Approximately 100 years ago, at the turn of the twentieth century, anyone could market any concoction claiming it solved any – or every – health problem.
Dr. Bull advertised a purportedly remarkable cough syrup. Lydia Pinkham marketed a cure-all Vegetable Compound. Lloyd Manufacturing even advertised cocaine toothache drops.
You may assume that all such snake-oil remedies are things of the past, and the FDA must now approve every drug before it can be marketed. But unfortunately your assumption is dead wrong. There are numerous non-FDA-approved drugs on the market. The number of these drug concoctions is increasing exponentially. And your health plan is probably spending a small fortune paying for these drugs, even if your health plan officially only covers FDA approved drugs!
Accordingly, if you are an individual responsible for your company’s prescription coverage program, and you want to control your plan’s costs – as well as protect your plan beneficiaries from untested concoctions – it’s time for you to end coverage for all such non-approved drug products.
A Brief Background
As you probably know, compounds are combination drugs that the FDA has allowed pharmacists to create, because they can be useful for certain purposes. For example, a pill might be crushed and placed into a solution to administer to an infant who can’t swallow the pill.
But as you probably remember, approximately two years ago, many plans began to realize they were paying for compound pain and scar cremes that were astronomically expensive – often as much as $3,000 per 30 day prescription, and sometimes more than $10,000 per 30 day prescription. As a result, compounds, which had typically represented about 0.5% of a plan’s costs, were suddenly skyrocketing to more than 3% of a plan’s costs. Our firm is even aware of plans that had compound costs that reached almost 10% of the plans’ total costs.
Moreover, the compounds that the plans were now paying for were dubious drugs without any proven efficacy or safety. Many were combinations of two or more products that had been approved by the FDA, but for different purposes and using different application modes. For example, compounding pharmacies were taking gabapentin (approved by the FDA as an oral treatment for shingles pain and seizures) and mixing it into a creme to be applied topically, purportedly to treat pain. Similarly, compounding pharmacies were using fluticasone (approved by the FDA as an anti-inflammatory for asthma) and converting it into a patch to purportedly treat scars. Other common ingredients? Would you believe flurbiprofen and ketamine, the horse tranquilizer and party drug?
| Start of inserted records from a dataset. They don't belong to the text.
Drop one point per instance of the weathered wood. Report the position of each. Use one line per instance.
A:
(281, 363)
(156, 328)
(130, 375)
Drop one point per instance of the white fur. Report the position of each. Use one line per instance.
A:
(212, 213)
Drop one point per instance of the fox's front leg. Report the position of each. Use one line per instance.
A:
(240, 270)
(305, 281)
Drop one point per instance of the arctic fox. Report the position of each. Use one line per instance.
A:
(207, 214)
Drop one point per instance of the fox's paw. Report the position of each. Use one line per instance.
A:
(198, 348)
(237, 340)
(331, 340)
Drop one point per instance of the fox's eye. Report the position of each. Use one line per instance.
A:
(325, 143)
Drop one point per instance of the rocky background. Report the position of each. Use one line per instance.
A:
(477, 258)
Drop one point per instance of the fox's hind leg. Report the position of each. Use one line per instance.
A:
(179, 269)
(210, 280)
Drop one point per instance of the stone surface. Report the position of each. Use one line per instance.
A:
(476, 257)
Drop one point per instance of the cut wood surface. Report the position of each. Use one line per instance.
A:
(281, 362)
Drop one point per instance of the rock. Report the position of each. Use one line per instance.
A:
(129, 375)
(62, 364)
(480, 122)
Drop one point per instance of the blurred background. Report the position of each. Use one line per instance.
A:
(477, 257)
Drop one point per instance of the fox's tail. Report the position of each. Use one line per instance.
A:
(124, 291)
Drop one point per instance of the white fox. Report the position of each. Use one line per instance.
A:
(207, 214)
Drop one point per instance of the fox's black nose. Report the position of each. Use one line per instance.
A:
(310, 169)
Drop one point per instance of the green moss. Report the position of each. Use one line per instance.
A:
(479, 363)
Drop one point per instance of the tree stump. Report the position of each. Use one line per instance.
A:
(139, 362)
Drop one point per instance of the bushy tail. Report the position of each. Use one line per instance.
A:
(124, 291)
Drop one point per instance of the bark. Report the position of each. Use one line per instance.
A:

As knowledge of the new compound scam spread, plans – and PBMs – began to crack down on the dispensing of these products. Most plans simply imposed a dollar limit on any compound, generally $200 to $500. Some PBMs relied on a different solution for their clients – banning all compounds that contained certain ingredients (like those described above).
As a Payor, if you – or your PBM – hasn’t implemented one of the above steps, you should do so immediately. You’ll likely save considerable money. And you’ll also be protecting your beneficiaries from using drugs of no proven efficacy or safety. Plus, these steps are easy to implement since the above scam is easy to spot: The drugs are submitted as “compounds” and thus identified in your claims data as “compounds.”
But assuming you have taken the above steps to control the dispensing of compounds, there’s now a far more difficult task for you to accomplish, namely controlling the dispensing of new, non-approved concoctions that are not identified as “compounds”!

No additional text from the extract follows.